June 20th, 2008 by Nigel Jones

With the recent run up in the price of oil, it seems as if everyone is talking about energy and how to conserve it. For most people, the only impact they can have on the environment is through their own individual actions and choices. Engineers however, are in a different position because at a professional level, the design choices we make can have a profound effect on the environment. If we believe the figures about the number of embedded processors shipped each year (billions) and we make the very conservative estimate that each processor is in a system that consumes 1 WH per day, then the annual energy consumption of new embedded systems runs to at least 1E9 * 1 * 365 = 365 Tera Watt hours, with an average power consumption of around 41 Megawatts. If we assume that the average life of an embedded system is 5 years, then the embedded systems out there are burning about 200 Megawatts. That’s a lot of power folks.
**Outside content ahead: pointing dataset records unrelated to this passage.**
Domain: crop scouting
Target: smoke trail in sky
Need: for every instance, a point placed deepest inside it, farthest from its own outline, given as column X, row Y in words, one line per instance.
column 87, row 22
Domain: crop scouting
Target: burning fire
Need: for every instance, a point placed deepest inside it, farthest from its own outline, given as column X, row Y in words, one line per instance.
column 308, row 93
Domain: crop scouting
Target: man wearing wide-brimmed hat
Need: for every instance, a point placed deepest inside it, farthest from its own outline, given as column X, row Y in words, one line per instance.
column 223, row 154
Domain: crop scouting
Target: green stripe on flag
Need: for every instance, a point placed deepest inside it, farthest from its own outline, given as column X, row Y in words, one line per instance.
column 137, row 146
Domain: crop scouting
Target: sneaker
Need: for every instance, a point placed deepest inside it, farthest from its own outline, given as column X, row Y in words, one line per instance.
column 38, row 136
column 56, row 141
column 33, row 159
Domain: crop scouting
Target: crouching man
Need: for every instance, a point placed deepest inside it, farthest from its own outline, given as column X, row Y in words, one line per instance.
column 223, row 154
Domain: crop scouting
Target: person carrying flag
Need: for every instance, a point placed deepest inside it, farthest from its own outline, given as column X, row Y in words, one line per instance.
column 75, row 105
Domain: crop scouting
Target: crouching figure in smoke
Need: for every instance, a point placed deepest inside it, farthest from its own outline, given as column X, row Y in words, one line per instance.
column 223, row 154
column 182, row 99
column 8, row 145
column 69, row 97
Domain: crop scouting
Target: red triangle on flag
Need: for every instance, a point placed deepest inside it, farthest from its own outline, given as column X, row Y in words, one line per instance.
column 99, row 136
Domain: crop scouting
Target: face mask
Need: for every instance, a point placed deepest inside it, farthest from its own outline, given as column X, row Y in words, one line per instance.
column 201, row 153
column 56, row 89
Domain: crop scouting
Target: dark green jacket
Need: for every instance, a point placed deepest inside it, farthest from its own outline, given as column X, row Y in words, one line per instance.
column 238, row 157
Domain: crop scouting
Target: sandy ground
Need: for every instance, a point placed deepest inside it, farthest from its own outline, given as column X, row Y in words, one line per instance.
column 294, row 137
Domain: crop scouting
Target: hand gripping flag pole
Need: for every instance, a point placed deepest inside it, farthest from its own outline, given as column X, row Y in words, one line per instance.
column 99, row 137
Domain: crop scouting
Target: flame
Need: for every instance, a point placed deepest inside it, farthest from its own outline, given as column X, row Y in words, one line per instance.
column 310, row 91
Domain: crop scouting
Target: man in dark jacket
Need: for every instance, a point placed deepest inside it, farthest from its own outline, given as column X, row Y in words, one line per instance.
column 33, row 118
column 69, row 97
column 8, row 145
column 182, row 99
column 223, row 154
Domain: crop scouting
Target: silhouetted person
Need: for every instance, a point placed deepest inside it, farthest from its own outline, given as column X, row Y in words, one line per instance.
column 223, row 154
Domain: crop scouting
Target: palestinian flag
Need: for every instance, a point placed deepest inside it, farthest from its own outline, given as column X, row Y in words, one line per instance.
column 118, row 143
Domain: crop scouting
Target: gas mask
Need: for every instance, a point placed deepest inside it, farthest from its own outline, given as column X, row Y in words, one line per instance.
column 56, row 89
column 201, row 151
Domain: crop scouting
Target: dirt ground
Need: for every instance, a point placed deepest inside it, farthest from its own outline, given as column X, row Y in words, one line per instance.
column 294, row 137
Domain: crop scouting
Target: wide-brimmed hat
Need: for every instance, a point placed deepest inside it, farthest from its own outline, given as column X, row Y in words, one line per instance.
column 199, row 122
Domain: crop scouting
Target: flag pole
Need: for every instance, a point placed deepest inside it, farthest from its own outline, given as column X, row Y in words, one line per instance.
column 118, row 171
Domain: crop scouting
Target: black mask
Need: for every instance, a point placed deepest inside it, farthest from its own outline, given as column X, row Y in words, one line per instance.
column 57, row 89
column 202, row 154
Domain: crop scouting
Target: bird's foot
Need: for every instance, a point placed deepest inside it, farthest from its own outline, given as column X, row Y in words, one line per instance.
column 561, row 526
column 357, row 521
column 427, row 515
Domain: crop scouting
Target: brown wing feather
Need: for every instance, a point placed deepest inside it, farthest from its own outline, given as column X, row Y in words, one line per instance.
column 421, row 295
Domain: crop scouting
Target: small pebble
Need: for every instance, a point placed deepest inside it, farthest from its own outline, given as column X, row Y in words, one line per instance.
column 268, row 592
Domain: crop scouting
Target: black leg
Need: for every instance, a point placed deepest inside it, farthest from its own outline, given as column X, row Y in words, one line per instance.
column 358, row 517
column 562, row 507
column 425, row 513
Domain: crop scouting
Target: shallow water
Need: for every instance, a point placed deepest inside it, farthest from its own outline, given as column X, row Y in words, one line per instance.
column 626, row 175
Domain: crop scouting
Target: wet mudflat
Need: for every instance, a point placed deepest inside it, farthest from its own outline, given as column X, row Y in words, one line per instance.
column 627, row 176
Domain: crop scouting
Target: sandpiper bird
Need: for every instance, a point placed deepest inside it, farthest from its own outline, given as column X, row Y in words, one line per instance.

Now here’s the interesting thing. Most embedded projects are for products that are made in the thousands. Individually, these products power consumption is irrelevant. Collectively they are huge. Thus if as an industry we made a concerted effort to reduce the power consumption of our products, the benefits to society would be substantial. So how exactly do we do this? Although a lot of the power consumption comes from the hardware design, the firmware design can also have a dramatic impact on the overall power consumption of the system. In my next posting I’ll look at some of the ways you can design your system firmware so as to minimize power consumption.